The course aims at providing the foundations of statistical learning, machine learning, and deep learning. The presentation of specific statistical techniques and the main statistical and machine learning models will enable students to achieve the essential skills needed to conduct in-depth analyses of real-world data, with particular attention to financial data. In line with the reliability requirements for black-box models set forth by the European Commission and outlined in the regulation for trustworthy Artificial Intelligence, the course will also introduce recent statistical approaches from the literature addressed to assess the “safety” level of AI methodologies. By the end of the course, students are expected to have developed a solid mastery of both theoretical and coding concepts, allowing them to independently carry out data analysis and communicate the results using appropriate statistical language.
Course Prerequisites
In order to pass the exam, the student must have acquired an adequate knowledge of the contents covered in the mathematical-statistical area and in the coding.
Teaching Methods
The teaching methods will include: - lectures, in which the course topics will be illustrated from both a theoretical and practical perspective, with the presentation of examples.
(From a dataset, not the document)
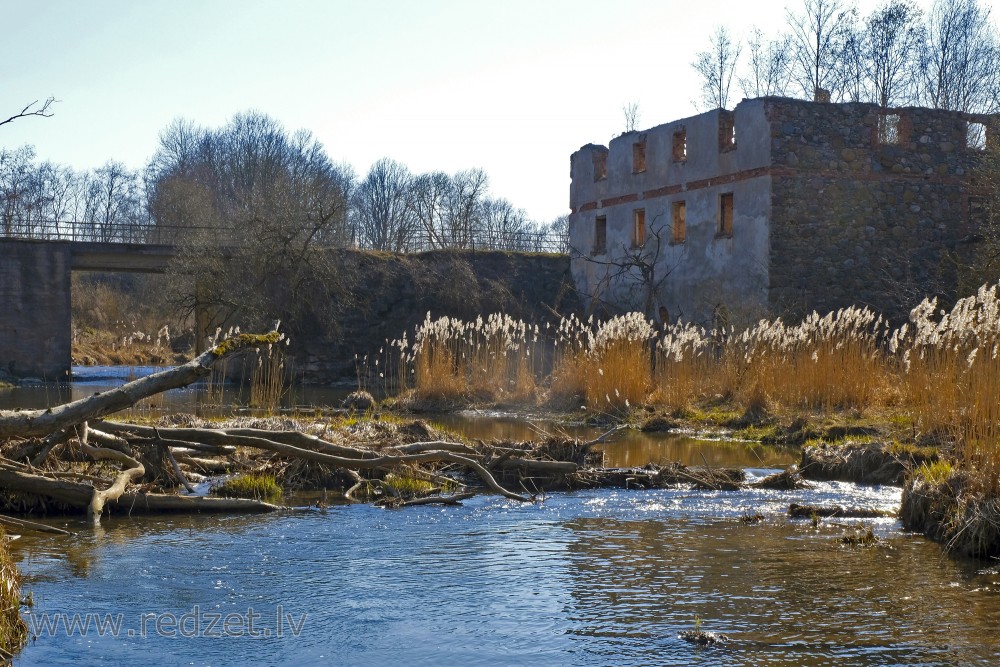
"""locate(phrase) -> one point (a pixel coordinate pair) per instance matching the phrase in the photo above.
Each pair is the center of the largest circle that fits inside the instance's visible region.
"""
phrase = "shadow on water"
(588, 578)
In particular, the lectures will be supported by the use of slides and the whiteboard for further explanations related to calculations and the formalization of theoretical aspects; - practical sessions, in which real data analysis will be proposed through the use of the models and statistical techniques presented during the course. The implementation will be carried out using the statistical software R.
Assessment Methods
Final oral discussion of a case study [dataset analysis and presentation of results using slides].
Texts
- Gareth James, Daniela Witten, Trevor Hastie, Robert Tibshirani: An Introduction to Statistical Learning with Applications in R, II Edition, Springer (2023) - Bret Lanzt: Machine Learning with R, PUCKY Publishing open source (2013) - Scientific papers will be also recommended during the course.
Contents
The specific topics covered in the course are: 1) statistical learning models: linear regression models and logistic regression models; 2) machine learning models: decision tree models, random forest models; 3) deep learning models: neural networks models; 4) SAFE approaches for evaluating model trustworthiness; 5) regularization techniques; 6) factor models; 7) data science applications in finance.